The European Banking Authority (EBA) on Friday published an Opinion addressed to the European Union (EU) Council, European Commission and European Parliament, which set out the requirements for regulating "virtual currencies."
The EBA concluded that risks outweighed the benefits of virtual currencies, following a thorough assessment of virtual currencies carried out jointly with other European authorities, such as the European Central Bank (ECB) and the European Securities and Markets Authority (ESMA).
In particular, the EBA identified more than 70 risks across several categories, including risks for users, market participants, risks related to financial integrity, such as money laundering and other financial crimes, and risks for existing payments in conventional currencies.
Based on this assessment, the EBA believed that a regulatory approach to address these risks would require a substantial body of regulation.

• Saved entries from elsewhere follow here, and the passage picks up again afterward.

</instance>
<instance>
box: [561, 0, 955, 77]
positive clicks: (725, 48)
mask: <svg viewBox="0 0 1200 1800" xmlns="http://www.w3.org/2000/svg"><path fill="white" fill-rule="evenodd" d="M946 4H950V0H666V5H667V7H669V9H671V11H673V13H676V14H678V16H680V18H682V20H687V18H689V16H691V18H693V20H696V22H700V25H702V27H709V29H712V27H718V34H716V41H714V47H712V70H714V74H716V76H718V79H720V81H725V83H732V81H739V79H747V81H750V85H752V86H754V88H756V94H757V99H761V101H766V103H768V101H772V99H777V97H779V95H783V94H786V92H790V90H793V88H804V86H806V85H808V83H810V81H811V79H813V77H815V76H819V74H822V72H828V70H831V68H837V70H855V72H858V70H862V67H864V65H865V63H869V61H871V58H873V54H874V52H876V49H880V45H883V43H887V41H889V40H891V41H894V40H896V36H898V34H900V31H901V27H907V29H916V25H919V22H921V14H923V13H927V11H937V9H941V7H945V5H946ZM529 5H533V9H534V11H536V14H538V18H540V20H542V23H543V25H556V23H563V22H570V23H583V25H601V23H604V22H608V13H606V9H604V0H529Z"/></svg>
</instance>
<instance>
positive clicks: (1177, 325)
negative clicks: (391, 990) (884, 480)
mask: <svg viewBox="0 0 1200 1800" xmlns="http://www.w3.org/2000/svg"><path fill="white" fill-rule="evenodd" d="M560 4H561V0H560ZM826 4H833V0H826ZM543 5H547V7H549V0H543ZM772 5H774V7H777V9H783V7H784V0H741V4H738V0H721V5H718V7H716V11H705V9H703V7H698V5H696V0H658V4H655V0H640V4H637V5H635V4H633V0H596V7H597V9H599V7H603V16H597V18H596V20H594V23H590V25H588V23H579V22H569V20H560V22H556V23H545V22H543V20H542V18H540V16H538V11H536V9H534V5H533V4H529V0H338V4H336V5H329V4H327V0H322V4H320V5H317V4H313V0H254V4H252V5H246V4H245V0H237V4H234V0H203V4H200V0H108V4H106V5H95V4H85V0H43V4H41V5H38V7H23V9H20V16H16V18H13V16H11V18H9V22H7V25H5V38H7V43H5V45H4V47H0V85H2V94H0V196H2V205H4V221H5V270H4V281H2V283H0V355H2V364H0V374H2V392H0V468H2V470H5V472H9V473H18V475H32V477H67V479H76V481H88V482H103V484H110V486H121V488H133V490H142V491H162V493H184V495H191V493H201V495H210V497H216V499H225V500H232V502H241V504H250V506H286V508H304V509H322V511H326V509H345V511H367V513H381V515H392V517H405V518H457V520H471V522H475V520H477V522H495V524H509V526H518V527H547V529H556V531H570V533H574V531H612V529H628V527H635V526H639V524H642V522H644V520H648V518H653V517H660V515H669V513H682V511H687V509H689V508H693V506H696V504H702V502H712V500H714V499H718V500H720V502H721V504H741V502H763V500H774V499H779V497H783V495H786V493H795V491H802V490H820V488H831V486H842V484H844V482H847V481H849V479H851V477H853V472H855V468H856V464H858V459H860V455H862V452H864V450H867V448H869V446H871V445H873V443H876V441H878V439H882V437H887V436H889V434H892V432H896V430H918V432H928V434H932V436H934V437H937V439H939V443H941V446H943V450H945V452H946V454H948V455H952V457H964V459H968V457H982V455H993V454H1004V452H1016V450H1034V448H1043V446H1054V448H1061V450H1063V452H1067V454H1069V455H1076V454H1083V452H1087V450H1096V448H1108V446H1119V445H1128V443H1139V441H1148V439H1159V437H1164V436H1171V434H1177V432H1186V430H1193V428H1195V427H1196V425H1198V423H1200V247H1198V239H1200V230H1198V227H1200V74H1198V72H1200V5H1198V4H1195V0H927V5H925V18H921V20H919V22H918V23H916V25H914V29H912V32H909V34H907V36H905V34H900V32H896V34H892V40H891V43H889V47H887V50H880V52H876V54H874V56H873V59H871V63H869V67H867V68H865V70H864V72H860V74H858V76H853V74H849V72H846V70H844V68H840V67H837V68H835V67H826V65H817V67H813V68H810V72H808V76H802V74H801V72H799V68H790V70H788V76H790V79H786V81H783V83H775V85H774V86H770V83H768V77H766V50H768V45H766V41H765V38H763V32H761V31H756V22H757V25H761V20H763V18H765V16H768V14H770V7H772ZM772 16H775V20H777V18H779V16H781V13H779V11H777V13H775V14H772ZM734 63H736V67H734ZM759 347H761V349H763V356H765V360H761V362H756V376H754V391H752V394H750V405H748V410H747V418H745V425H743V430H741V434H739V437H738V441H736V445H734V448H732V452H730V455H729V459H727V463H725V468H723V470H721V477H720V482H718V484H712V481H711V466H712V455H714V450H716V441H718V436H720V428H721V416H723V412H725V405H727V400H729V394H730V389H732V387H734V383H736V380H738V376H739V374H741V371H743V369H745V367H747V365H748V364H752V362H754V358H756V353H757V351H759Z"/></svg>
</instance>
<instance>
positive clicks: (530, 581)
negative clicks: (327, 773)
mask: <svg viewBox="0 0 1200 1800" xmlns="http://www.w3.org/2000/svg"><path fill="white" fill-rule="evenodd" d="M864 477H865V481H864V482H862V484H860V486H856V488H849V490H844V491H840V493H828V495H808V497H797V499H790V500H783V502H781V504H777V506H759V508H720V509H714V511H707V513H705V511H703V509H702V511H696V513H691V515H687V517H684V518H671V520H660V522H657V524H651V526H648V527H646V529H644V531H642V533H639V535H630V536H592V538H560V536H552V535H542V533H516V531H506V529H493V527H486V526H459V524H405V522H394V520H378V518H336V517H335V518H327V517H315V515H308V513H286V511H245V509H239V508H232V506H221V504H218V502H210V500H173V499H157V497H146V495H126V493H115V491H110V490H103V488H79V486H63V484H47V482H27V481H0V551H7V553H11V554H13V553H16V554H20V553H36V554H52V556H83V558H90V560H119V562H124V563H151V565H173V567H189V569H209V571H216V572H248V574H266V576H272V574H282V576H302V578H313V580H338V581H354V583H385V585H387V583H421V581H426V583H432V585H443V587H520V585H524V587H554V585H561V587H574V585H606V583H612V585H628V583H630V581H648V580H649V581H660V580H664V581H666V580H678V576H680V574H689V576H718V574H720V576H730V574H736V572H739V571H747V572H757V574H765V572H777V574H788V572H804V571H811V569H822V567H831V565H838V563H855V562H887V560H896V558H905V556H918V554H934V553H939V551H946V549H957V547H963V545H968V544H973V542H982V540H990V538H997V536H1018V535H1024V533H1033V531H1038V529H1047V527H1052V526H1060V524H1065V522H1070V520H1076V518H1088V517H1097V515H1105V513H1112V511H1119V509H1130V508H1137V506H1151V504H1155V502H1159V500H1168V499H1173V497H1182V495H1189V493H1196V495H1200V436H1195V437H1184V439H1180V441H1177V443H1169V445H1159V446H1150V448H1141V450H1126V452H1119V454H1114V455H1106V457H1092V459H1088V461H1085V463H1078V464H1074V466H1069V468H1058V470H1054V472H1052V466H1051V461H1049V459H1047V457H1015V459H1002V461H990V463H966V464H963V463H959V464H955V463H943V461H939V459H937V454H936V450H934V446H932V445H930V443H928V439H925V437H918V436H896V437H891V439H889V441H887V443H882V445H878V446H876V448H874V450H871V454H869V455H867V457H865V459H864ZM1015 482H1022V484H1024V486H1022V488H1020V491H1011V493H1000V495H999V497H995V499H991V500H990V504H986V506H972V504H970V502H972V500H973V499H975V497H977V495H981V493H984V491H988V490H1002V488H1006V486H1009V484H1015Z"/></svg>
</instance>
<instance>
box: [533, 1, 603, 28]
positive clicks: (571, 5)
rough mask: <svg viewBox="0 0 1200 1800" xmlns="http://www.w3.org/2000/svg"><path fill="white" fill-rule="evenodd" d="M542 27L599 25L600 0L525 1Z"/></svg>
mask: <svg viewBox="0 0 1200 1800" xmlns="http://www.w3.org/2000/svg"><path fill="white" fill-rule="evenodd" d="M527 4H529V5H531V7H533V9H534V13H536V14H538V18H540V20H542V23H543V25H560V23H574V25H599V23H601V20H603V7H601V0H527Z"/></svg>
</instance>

Particularly, a regulatory approach would need to cover governance requirements for several market participants, the segregation of client accounts, capital requirements and the creation of "scheme governing authorities" accountable for the integrity of a particular virtual currency scheme and its key components.
The Opinion was mainly aimed at bitcoin, a type of virtual currency in which transactions can be performed without the need for a central bank.
The Opinion was also addressed to national supervisory authorities and advises to discourage financial institutions from buying, holding or selling virtual currencies while no regulatory regime was in place.